Три раза она отправлялась в Жесткие пещеры совсем одна, хотя и пугалась собственной смелости. Правда, Жесткие, которые ей встречались, всегда были ласковы, или «очень добрые», как выразился Ун. Но они не принимали ее всерьез. Когда она задавала вопросы, они были довольны, но в то же время посмеивались — это она ощущала совершенно ясно. И отвечали так просто, что их слова не содержали никаких сведений. «Это машина, Дуа, — говорили они. — Может быть, Ун сумеет тебе объяснить, что это такое».
Интересно, а был ли среди них Эстуолд? У нее не хватало храбрости спрашивать Жестких, как их зовут. И по имени она знала только Лостена, с которым ее познакомил Ун и о котором она много слышала раньше.
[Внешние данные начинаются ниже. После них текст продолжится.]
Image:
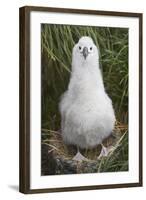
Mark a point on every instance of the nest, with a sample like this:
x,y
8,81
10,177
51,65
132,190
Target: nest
x,y
57,157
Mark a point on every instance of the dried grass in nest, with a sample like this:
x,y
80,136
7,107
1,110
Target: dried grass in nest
x,y
57,147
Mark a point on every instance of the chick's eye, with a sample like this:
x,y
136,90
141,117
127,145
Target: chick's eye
x,y
80,47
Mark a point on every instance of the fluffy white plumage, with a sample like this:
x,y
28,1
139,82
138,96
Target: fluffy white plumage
x,y
86,110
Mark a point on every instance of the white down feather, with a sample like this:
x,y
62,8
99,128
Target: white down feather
x,y
87,115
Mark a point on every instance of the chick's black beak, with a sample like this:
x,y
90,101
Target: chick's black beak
x,y
85,52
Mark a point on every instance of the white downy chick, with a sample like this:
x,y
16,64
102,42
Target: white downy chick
x,y
87,115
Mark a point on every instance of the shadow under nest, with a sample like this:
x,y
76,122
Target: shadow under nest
x,y
56,157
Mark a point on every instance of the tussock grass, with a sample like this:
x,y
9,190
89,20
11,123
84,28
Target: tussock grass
x,y
57,42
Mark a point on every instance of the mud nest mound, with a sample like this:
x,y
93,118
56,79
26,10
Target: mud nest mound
x,y
56,157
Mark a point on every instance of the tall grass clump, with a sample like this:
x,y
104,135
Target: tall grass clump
x,y
57,42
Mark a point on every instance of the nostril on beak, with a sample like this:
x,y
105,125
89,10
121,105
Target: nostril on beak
x,y
85,52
Иногда ей казалось, что вот этот Жесткий или вон тот, наверное, и есть Эстуолд. Ун говорил об Эстуолде с величайшим почтением и с некоторой обидой.
Насколько она поняла, Эстуолд был так поглощен чрезвычайно важной работой, что почти никогда не заглядывал в пещеры, куда допускались Мягкие.
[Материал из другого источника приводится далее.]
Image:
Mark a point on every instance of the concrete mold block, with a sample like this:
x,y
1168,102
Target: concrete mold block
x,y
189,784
Она свела воедино то, о чем ей в разное время сообщал Ун, и мало-помалу поняла, что мир получает все меньше и меньше пищи. Впрочем, Ун почти никогда не говорил «пища», а только «энергия», объяснив, что так ее называют Жесткие.
Солнце остывало, оно умирало, но Эстуолд открыл, как можно добыть энергию из неимоверной дали, которая лежит дальше Солнца, дальше семи звезд, светящихся в темном небе. (Ун как-то объяснил, что семь звезд — это семь солнц, только находящихся очень далеко, и что есть еще много звезд, еще более далеких, а потому их нельзя увидеть. Это услышал Тритт и спросил, зачем нужны звезды, если их нельзя увидеть, а потом заявил, что ничему этому не верит. Ун терпеливо произнес: «Ну, Тритт, оставь». Дуа как раз собиралась сказать примерно то же, что и Тритт, но после этого удержалась и промолчала.)
А теперь получалось, что в будущем энергии станет опять много — и уже навсегда. Пищи будет сколько угодно — как только Эстуолд и другие Жесткие сумеют сделать новую энергию достаточно вкусной.
Всего несколько дней назад она сказала Уну:
«Помнишь, как давным-давно, когда ты в первый раз привел меня в Жесткие пещеры и я настроилась на Жестких, я сказала, что поймала ощущение большого солнца? »
Он не сразу сообразил, о чем она говорит.
«Я что-то не помню. Но продолжай, Дуа. Почему ты об этом заговорила? »
«Я все думаю — ведь это большое солнце и есть источник новой энергии? »
А Ун ответил с радостью:
«Отлично, Дуа! Это не совсем точно, но такая интуиция у эмоционали — это великолепно! »
Дуа, хмуро перебирая все эти воспоминания, медленно двигалась вперед. Она добралась до Жестких пещер и только тут заметила, что совсем утратила представление о времени и пространстве. Она уже подумала, что слишком задержалась и, пожалуй, лучше будет все-таки вернуться домой и вытерпеть неизбежные упреки Тритта, как вдруг... словно причиной этому была мысль о Тритте... она ощутила Тритта совсем рядом.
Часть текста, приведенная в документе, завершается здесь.